Critical microcarrier properties affecting the expansion of undifferentiated human embryonic stem cells

Abstract

A variety of microcarriers may be used for the expansion of human embryonic stem cells (hESC) for cell therapy applications. This study investigated the effects of 10 types of microcarriers on hESC attachment efficiency, growth and pluripotency. High attachment efficiency was observed on uncoated microcarriers, however poor cell growth and/or gradual loss of pluripotency occurred during continuous passaging. Coating of the microcarriers with Matrigel resulted in higher cell yields and stable pluripotent states for at least three passages. Positively charged cylindrical cellulose microcarriers (DE52, DE53 and QA52) and large (190 μm) positively charged spherical microcarriers (Cytodex 1) exhibited high cell expansion potential and levels of pluripotency. Lower cell yields were obtained using smaller diameter spherical (65 μm and 10 μm) or macroporous beads.

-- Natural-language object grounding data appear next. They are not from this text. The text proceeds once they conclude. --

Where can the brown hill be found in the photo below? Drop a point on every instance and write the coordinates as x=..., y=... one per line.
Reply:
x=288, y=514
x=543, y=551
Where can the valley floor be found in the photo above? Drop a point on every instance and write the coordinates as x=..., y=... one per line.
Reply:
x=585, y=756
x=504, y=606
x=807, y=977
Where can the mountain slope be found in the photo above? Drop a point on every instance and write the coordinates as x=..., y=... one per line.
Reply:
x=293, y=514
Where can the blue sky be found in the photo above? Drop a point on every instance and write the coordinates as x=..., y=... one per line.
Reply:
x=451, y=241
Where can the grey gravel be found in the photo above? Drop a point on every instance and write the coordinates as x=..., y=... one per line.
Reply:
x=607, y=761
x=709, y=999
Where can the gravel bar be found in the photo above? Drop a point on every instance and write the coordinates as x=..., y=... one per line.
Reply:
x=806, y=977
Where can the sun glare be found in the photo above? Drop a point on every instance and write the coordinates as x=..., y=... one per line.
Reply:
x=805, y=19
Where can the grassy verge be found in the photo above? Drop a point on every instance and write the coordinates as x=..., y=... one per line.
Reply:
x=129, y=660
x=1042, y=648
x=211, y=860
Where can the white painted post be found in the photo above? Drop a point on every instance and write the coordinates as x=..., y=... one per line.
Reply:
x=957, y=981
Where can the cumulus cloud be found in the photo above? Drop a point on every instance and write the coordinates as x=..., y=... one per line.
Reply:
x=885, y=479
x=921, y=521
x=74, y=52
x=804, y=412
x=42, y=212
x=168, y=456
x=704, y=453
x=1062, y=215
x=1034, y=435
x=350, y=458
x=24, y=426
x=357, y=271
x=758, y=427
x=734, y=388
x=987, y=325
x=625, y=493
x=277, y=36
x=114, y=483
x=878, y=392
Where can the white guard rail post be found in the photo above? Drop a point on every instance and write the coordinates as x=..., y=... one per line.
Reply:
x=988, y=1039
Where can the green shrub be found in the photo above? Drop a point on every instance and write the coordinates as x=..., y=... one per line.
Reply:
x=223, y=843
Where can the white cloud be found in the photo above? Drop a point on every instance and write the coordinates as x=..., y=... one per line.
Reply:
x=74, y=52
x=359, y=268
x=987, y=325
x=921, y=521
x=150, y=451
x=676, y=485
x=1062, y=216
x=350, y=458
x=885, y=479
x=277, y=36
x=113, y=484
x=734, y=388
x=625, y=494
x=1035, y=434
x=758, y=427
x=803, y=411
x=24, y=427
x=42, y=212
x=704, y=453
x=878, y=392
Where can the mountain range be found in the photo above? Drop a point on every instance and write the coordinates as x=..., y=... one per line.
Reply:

Instead of Matrigel, laminin coated microcarriers (DE53 and Cytodex 1) are capable of supporting the long term propagation and pluripotency of HES-2 and HES-3 cell lines. HES-2 cell line which was shown earlier to be shear resistant achieved similar cell growth and expression of pluripotent markers when cultured on both Matrigel (84% Tra-1-60, 1.43×10(6) cells/ml) and laminin (74% Tra-1-60, 1.37×10(6) cells/ml) coated microcarriers in spinner flasks. In contrast, HES-3 exhibited a decrease in cell yield, viability and pluripotent markers on laminin as compared with Matrigel coated microcarriers possibly due to shear sensitivity. Conventional microcarriers intended for propagation of mammalian cells are not suitable for long term propagation of hESC. Matrigel or laminin coating is essential for stable long term propagation of hESC on a variety of microcarriers.